どうして、こうなっているのか。
ぐるぐるする頭では答えは出なくて、狭くなった視界にただただ口を開けるばかりだ。
「名前」
耳元で囁かれた掠れ声が艶やかで、背中が粟だつ。三成の熱い手が頬をなでた。
押し倒された、と言われるこの体勢。あたしはただいつもみたいに幼なじみの彼の部屋に遊びにきただけなのに。彼もまたいつもみたいに投げやりな態度しか示さないはずだったのに。
どうしてこうなっているのか。
「み、三成、冗談きついってば」
「…お前はそうやって」
逃げるのか、と続けて、頬から唇へと指先を流す。びくりと体が揺れたのは恐怖か、それとも。
「好きだ、お前が」
「三、」
「お前がそうやって無防備に部屋にくることがどんなに俺を苛つかせるかわかるか。幼なじみとしか見られてない俺の気持ちがわかるか。そのたびに、こうしてでもお前に意識させたいと思っていたなど、考えたこともないくせに」
珍しく雄弁な三成は、しかし顔を歪めて笑う。昔、クラスでも浮いていた三成の幼なじみということであたしも一緒に友人から仲間外れにされたことを知ったときと、ひどく似ていた。三成の熱い指先は首筋を辿って鎖骨をなぞる。三成、手震えてるよ。やっぱりあなたは優しい。
「…幻滅したか」
「んーん。しないよ」
「…やはり馬鹿だな、名前は」
「そうかもしれない。だってあたし今嬉しいもの」
今度は三成が固まる番だった。あたしの言葉に目を開けたまま、姿勢を保っている。
もう、いつもみたいに幼なじみごっこはできない。
「びっくりしたけど、三成があたしと同じ気持ちで嬉しい」
「名前、それは」
「あたしも三成が好きだよ」
言い終えるのを待ってたかのように彼があたしの口をふさぐ。押し付けるキスは不器用な彼そのもので、あたしは甘んじてそれを受けた。
「あっ、みつなっ」
「…ここか?」
くい、と指を曲げてあたしを翻弄する三成は、どうせ意地悪く笑ってるだろうと思って睨みつけてみたらなんとまぁ珍しい。
(そ、そんな子犬みたいな顔しないでよ)
不安げに眉尻をさげる三成に思わずときめいてしまい、きゅうと、締めてしまう。それに気付いた三成は、はてと首を傾げた。
「名前、いま」
「い、いいから!あの、もう」
お願いしますと蚊の鳴くような声で漏らして彼の首に腕を回した。いくら暗くしてもらったとはいえ何も着てない状態は恥ずかしくてたまらない。

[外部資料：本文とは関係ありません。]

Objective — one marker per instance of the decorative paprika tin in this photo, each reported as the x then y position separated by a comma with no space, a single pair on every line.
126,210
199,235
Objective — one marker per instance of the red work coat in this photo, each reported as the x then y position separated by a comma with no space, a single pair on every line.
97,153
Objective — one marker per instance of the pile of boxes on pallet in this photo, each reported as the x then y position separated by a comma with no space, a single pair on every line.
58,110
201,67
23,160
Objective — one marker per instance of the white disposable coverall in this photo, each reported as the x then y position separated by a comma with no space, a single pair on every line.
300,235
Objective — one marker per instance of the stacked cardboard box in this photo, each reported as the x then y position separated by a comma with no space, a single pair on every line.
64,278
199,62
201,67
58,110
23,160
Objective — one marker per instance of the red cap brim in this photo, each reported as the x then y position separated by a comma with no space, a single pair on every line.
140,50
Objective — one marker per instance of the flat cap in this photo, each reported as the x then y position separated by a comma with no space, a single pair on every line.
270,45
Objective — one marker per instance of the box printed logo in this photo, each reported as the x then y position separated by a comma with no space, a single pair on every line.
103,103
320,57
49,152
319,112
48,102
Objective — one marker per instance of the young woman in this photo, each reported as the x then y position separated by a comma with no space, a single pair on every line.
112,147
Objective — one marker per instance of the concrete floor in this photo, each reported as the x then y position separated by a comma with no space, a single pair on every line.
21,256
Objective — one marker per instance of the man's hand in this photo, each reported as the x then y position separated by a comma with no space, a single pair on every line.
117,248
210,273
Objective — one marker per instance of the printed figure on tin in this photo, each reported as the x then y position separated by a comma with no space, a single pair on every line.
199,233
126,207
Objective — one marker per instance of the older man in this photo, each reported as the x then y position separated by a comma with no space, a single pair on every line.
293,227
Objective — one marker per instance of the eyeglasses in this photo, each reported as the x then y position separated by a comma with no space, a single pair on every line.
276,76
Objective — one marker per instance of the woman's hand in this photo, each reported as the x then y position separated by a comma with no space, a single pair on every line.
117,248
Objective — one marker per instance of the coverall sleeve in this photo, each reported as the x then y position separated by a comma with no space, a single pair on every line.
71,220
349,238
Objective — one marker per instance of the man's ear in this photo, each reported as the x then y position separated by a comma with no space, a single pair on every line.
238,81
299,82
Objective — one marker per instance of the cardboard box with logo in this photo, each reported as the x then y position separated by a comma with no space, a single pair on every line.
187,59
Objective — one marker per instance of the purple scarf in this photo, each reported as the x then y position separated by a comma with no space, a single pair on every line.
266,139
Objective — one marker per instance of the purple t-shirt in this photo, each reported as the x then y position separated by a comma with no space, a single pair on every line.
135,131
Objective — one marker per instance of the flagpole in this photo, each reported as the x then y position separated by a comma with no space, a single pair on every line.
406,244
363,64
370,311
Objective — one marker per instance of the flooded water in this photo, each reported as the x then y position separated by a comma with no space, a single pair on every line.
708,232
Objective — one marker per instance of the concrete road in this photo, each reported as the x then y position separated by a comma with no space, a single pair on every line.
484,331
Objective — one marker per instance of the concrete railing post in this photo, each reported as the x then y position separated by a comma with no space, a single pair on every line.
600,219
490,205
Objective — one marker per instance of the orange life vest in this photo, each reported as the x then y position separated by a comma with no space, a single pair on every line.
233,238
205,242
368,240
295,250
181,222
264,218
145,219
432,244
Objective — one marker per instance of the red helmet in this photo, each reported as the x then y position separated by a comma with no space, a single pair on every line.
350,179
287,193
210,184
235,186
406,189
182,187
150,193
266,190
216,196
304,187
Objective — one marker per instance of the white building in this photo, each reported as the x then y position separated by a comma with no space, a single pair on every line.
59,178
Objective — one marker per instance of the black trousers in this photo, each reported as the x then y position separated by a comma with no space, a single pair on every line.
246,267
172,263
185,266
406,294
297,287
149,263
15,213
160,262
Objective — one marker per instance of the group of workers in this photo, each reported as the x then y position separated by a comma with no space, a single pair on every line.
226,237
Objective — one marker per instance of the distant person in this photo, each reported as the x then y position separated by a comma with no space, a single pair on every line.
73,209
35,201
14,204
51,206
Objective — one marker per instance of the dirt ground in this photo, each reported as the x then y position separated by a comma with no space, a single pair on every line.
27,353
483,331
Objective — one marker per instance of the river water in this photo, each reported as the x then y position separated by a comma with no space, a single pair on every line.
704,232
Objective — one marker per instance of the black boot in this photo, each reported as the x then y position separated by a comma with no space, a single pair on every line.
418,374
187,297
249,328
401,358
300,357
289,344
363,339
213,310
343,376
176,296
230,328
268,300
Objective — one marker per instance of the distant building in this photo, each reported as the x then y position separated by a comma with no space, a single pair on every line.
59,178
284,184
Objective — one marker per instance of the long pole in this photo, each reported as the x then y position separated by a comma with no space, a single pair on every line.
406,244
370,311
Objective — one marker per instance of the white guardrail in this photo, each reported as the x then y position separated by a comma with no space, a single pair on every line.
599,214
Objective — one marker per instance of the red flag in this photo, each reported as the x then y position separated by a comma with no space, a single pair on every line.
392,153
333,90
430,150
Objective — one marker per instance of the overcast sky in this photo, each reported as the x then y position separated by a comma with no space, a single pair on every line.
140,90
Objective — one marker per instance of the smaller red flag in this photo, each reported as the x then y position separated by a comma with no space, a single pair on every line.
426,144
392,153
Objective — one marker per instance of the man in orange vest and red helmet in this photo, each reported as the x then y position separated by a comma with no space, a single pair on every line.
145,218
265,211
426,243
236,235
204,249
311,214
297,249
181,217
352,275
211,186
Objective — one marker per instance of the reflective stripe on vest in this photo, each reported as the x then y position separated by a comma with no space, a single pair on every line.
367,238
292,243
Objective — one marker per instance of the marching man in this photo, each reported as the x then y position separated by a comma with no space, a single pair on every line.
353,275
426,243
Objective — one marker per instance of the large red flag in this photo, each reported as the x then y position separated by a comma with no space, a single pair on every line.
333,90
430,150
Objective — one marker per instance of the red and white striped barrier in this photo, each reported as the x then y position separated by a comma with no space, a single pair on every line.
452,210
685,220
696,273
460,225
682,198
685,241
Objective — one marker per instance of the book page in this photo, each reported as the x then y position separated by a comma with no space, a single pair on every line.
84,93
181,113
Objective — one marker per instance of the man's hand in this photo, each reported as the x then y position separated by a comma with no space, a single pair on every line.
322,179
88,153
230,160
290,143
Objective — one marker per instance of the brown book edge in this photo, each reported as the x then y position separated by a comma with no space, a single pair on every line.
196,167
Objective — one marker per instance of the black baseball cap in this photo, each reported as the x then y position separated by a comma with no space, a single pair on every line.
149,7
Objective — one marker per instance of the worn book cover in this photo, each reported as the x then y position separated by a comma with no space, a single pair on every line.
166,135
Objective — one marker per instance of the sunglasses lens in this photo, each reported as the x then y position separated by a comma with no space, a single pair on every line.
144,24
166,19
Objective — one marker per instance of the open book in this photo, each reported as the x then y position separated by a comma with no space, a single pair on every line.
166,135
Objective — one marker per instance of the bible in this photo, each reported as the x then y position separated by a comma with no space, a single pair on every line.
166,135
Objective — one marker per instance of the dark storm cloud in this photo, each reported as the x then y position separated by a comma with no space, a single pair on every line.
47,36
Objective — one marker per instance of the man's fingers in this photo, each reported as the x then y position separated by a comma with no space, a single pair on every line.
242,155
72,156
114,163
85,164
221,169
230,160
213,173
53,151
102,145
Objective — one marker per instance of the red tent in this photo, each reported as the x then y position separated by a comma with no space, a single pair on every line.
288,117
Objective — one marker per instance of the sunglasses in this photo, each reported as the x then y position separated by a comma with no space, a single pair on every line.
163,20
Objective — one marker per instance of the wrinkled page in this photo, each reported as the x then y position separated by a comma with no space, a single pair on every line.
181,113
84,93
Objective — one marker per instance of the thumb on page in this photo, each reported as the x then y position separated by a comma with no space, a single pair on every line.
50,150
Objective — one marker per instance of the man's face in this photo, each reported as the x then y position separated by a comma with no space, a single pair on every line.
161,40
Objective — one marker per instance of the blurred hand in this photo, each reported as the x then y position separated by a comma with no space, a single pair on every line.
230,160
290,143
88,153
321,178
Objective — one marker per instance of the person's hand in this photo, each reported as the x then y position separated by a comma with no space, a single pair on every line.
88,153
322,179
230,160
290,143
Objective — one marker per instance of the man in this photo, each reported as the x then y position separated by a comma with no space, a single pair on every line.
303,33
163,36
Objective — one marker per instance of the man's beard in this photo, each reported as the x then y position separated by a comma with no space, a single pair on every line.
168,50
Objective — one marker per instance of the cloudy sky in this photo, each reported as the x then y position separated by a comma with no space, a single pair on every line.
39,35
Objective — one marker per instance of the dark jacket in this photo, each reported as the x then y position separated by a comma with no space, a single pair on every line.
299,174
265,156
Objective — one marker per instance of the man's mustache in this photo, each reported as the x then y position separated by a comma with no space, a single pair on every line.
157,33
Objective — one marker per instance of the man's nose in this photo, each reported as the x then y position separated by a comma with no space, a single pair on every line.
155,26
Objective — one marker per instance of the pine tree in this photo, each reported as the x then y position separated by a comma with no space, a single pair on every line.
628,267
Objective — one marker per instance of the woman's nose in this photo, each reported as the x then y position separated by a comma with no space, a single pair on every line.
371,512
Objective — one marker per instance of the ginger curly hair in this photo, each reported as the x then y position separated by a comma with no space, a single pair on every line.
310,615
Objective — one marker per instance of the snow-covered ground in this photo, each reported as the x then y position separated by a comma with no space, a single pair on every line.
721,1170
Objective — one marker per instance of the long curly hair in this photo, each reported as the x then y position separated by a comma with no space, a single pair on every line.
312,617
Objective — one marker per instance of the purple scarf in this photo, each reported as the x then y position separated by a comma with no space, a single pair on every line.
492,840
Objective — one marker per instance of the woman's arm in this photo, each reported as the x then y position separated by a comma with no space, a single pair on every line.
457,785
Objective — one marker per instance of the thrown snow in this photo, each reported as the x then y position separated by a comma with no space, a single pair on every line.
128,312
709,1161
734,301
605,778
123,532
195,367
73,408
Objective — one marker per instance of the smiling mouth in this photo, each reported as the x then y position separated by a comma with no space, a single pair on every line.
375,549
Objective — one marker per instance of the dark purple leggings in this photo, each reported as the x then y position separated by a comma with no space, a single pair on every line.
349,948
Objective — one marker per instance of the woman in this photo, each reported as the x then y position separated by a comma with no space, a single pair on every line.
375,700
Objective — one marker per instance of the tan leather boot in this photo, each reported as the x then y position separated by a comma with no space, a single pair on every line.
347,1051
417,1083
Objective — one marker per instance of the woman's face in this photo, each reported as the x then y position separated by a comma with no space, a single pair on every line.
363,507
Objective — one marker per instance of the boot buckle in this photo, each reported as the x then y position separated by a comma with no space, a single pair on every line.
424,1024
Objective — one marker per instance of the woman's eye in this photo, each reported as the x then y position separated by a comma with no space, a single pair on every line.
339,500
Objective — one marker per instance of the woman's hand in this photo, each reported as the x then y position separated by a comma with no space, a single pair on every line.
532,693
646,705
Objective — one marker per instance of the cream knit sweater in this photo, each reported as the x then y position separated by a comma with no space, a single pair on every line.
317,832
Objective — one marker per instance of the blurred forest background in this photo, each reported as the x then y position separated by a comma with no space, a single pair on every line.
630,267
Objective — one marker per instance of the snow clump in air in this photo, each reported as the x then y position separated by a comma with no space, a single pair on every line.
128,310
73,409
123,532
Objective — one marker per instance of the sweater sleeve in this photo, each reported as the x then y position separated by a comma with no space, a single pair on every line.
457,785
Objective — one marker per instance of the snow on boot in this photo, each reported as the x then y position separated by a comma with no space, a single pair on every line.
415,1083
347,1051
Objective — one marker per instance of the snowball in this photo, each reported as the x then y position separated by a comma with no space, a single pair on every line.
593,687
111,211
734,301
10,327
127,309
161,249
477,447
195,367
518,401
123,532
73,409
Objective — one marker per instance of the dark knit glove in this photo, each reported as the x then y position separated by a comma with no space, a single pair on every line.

僅かに汗ばんだ三成の体が離れる。ぎゅうと瞑って待っていると先ほどまで指を入れていた箇所にひたり、あてられる。
「いいか?」
目とともに口も噤んでいたから、返事の代わりに一、二度頷いた。
「いっ!」
「名前、力抜け」
「んんっ無理!」
「…じゃあ、俺の名を呼んでいろ」
リップ音付きの軽いキスをして、そんなことを言う。この痛みを忘れられるならとあたしは提案に乗る。
「三成、みつなっあっ、ん」
「名前」
「み、つ、はぁ、あっやっあぁっ」
「…お前、声いいな」
「な!なに言っ、んぁっ」
自分の声が嬌声に変わっていくのがわからないほど頭は惚けていなかったけれど、どうでもよくなるほどには彼にとろけてしまっていた。
好きだと思うより早く口に出てしまったようで、俺もだ、と返してくれた彼が愛しくてたまらない。